Gene therapies are made by inactivating viruses and using them as delivery devices to shuttle therapeutic genes to patients’ cells. These viruses are grown in huge stainless steel vats and later purified and tested to make sure they’re safe and function properly. All in all, it can take 10 months or longer to make enough doses for patients in a clinical trial. 

Even though these treatments have been in development for several decades, gene therapy is still very new to the market. Paulk thinks the cost of manufacturing will go down—and subsequently, so will the price of gene therapy—as companies get more experienced in making them at scale. “We will absolutely get better at this,” she says, but it could take five to 10 years for that to happen. 

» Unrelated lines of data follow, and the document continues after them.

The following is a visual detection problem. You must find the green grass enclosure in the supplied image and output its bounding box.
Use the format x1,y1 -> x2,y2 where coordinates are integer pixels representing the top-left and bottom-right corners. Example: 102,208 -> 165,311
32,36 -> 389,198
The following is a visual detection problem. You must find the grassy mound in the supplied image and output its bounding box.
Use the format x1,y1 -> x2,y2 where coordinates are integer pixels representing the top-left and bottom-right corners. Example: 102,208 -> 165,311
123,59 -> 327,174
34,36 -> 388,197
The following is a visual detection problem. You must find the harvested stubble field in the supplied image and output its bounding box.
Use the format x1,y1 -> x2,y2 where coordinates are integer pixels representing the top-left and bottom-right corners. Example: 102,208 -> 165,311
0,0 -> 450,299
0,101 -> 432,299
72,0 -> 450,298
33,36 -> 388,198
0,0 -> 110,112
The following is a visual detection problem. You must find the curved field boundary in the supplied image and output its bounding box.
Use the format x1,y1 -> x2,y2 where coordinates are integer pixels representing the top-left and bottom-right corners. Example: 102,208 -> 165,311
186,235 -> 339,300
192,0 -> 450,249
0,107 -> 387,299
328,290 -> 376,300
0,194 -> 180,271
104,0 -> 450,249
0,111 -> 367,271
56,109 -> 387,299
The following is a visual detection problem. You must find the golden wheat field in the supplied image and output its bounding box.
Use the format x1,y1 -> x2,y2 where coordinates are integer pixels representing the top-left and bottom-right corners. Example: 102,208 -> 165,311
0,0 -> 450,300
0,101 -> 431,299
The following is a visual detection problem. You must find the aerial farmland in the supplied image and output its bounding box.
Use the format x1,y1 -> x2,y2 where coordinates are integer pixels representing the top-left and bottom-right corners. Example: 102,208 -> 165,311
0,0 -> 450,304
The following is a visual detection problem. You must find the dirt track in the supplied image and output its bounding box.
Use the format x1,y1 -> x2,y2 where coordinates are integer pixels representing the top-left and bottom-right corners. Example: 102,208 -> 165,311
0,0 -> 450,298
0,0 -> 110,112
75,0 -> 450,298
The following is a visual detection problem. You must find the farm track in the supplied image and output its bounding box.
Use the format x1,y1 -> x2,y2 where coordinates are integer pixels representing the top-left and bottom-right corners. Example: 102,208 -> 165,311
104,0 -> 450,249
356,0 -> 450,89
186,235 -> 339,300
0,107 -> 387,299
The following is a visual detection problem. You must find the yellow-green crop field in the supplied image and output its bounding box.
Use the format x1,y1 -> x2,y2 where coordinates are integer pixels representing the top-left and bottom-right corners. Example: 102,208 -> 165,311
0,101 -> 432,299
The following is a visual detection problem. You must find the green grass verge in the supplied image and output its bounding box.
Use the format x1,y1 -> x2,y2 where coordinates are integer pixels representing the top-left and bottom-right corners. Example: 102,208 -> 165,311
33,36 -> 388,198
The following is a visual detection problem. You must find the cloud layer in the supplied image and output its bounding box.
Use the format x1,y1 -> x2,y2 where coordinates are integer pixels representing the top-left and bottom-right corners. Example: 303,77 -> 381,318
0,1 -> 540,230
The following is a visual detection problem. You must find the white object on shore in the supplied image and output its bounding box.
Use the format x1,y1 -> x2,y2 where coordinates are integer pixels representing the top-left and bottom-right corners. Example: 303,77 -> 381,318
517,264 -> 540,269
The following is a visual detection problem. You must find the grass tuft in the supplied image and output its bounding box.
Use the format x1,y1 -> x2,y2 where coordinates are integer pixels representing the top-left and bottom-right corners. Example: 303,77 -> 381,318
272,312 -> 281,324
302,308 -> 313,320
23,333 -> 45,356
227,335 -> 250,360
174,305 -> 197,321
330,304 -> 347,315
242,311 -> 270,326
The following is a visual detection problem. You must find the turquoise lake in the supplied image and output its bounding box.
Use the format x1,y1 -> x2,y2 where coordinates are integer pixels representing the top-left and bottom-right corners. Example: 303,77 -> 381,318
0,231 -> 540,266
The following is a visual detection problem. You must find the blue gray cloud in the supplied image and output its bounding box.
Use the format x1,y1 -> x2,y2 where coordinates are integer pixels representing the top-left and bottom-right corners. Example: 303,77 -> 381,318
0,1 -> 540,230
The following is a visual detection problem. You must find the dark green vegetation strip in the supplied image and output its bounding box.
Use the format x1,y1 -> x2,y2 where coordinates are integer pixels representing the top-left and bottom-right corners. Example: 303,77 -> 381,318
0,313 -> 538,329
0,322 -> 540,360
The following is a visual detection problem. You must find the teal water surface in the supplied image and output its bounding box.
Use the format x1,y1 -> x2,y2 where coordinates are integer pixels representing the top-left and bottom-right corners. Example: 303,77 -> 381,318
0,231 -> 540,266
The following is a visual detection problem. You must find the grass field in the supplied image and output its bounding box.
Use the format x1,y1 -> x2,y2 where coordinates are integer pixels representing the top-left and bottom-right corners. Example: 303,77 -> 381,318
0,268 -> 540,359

With hundreds of gene therapies in the pipeline and some of them likely to be approved in the coming years, that could mean more multimillion-dollar treatments coming onto the market. Companies are banking on these therapies working long-term, but there’s still uncertainty about how long their effects will last. Clinical trials have followed patients for years, not decades.

If they don’t last as long as hoped, Gusmano wonders what that will mean for pricing. And even if they do, he says, million-dollar price tags aren’t sustainable in the long run. “There’s no question that these gene therapies are going to be expensive,” Gusmano says. “The question is: At what level will payers start pushing back and simply refuse to cover them?”